Reactions have been fast and furious on  Twitter towards H&M for having a Black boy in a ‘coolest monkey in the jungle’ hoodie.

H&M was forced to apologize Monday for using a black child to model a sweatshirt with a “coolest monkey in the jungle” slogan.

In what appears to be the same ad campaign, a young white boy is referred to as a ‘survival expert’, not a ‘monkey.’

The company removed the offending ad from its website after hundreds of social media users accused it of being racist. It continues to sell the hooded top online.

“This image has now been removed from all H&M channels and we apologize to anyone this may have offended,” said H&M spokeswoman Anna Eriksson.

The image of the child in the hoodie appeared on the British version of the Swedish retailer’s online store.

Charles Blow, a columnist for The New York Times and CNN contributor, tweeted at H&M: “have you lost your damned minds?!?!?!”

As a part of the fallout, The Weeknd has announced that he will no longer work with H&M, following the sale of a racially insensitive hoodie modeled on a black child.

The artist, who collaborated with the brand last year on his very own line, took to Twitter to call out the company and announce his plans to cut ties.

“Woke up this morning shocked and embarrassed by this photo. I’m deeply offended and will not be working with H&M anymore,” he wrote.
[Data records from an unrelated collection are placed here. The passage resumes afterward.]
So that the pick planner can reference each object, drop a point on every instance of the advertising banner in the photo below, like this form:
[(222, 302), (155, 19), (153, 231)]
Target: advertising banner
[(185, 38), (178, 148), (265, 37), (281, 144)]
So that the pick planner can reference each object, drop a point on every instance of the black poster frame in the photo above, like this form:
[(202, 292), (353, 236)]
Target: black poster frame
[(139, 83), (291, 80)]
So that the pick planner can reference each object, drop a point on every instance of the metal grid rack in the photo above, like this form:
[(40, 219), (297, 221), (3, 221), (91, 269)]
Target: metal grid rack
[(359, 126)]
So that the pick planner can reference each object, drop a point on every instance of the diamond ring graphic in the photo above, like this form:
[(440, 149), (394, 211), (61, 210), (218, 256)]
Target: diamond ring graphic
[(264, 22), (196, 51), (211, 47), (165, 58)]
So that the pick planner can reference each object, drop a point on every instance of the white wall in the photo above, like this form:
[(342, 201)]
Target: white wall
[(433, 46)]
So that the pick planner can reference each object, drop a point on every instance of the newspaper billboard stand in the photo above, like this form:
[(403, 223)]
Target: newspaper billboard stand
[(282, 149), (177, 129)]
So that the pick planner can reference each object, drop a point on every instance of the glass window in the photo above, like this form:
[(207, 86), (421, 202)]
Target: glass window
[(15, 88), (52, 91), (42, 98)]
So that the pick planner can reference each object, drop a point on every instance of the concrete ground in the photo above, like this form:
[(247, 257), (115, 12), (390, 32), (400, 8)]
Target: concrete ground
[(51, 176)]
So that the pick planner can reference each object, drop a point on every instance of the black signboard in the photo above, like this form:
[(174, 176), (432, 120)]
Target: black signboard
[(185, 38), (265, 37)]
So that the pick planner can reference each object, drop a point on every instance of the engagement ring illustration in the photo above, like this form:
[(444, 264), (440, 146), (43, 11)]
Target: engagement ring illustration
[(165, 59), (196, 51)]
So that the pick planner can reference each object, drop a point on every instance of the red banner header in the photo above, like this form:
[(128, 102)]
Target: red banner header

This is not the first time H&M; has been accused of racism. In 2015, the company responded to a request for diversity in their campaigns by saying they chose models because they want to “convey a positive image” in their advertising.

Atlanta-based brand strategist and marketing executive Nick F. Nelson weighed in on the controversy as an issue much larger than this singular instance.

“Ultimately, this ad had to be approved before it was released,” he said. “Traditionally several layers of approval are required. Thus, what this tells me is that there was no one with any decision making authority that understands cultural sensitivity in the room.

“Seeing the image over the weekend reinforced what I know to already be a problem, and that is the lack of diversity and sensitivity amongst major global brands,” he continued. “H&M Is based in Sweden, as such, there is an entirely different mindset, and its disconnection with cultural sensitivities at a worldwide level came on the full display using this innocent black child to promote its printed hoodie with the phrase, ‘Coolest Monkey In The Jungle’ on it.”

Nelson, who is African-American, said that ad also made him cringe at the thought that a parent would allow their child to be portrayed in such a classless manner.

“As a parent, I thought to myself what Parent in their right mind would sign off to have their child portrayed (like) this,” Nelson said. “There is no amount of money in this world that you could pay me to allow my child to be used in this matter.”

Unfortunately, H&M isn’t the only brand that has suffered lately for its errors in judgment. Other international brands, like Pepsi, McDonald’s and even the niche brand Shea Moisture have all come under fire in the last year for ad campaigns that lacked cultural sensitivity.

“The way brands can solve for making these poor judgments regarding race is to have a diverse team of individuals especially those that have decision-making power,” Nelson said, noting that brands like Atlanta-based Coca-Cola, Nike and Walmart have been apt at getting their messaging right. “Diversity and inclusion is the key and leveraging your moral compass when it comes to portraying images of others.”

“Brands need to understand that they have a responsibility and that if they do not act accordingly, the impact will be to the bottom line. There is no longer tolerance by consumers for this degree of insensitivity,” he said.